Y, de hecho, sucede algo parecido a esto: prácticamente desde el plano inicial, el personaje de Frankie Bono se ha explorado y mortificado – como hacen las voces de algunos personajes de Beckett, o como luego hará el protagonista de Un hombre que duerme de Perec – mediante la narración en segunda persona, que funciona en calidad de conciencia interna de Frankie: una entidad verbosa que además contrasta con la manifiesta incapacidad del joven para expresar sus emociones. Fragmentada búsqueda, pues, a través de un doble desmaterializado que ofrece por lo demás al espectador una ventana a los sentimientos, reflexiones у ansiedades de Frankie.

En realidad, la voz – desde una omnisciencia demónica de orden socrático – no solo expone a menudo sus debilidades e insuficiencias, o sus jactancias.
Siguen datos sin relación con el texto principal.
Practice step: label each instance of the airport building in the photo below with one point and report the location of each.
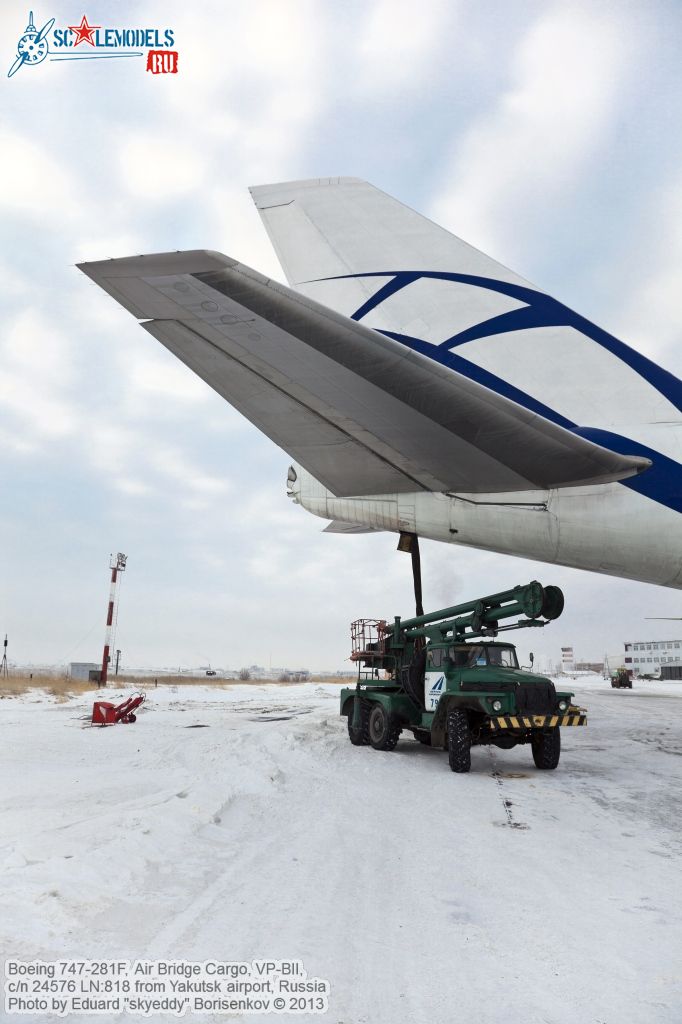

A veces le advierte del peligro (como cuando Frankie baja la guardia y asiste a la fiesta donde intimará algo con la chica, Lori: «Sabes – le avisa la voz – que estás cometiendo un gran error”); otras lo provoca, y en ocasiones incluso lo impulsa a actuar. La entonación áspera del actor Lionel Stander sirve de manera inmejorable a este equívoco demonio con maneras de ángel guardián, a veces también convertido en espíritu burlón, no exento incluso – como decimos – de cáustica crueldad. Un daimon que, como el socrático, resulta compañía ambigua, enemigo en presencia, y amigo en esencia, ¿o será al revés?

En cualquier caso, en este juego de espejos la voz actúa como un alter ego que llega precisamente a desmontar los delirios de la psique de Frankie al afirmarlos y amplificarlos con sorna, en una espléndida y última dualidad que es la que confiere un tono verdaderamente memorable a la película. La voz actúa como una emanación interna – y, con más propiedad aun: éxtima, en sentido lacaniano: una exterioridad íntima – que resquebraja sin pausa la constitución del sujeto: la identidad – estable solo en apariencia – del protagonista. Como en el caso de Sócrates, esa voz que interviene a cada instante, ¿puede decirse que sea la voz del propio Frankie? La relación entre Frankie y la voz – que debería relacionarse con su orfandad y desarraigo – es, sin duda, un enigma. Y, desde luego, si tal extimidad viniese a ocupa el lugar central y secreto del yo, tal como sugiere Lacan que sucede, entonces también nos sería lícito cuestionar – como tendría derecho a hacer este Frankie sin centro y demediado – qué parte de nosotros nos dice en definitiva quiénes somos, o cuál nos define, entonces.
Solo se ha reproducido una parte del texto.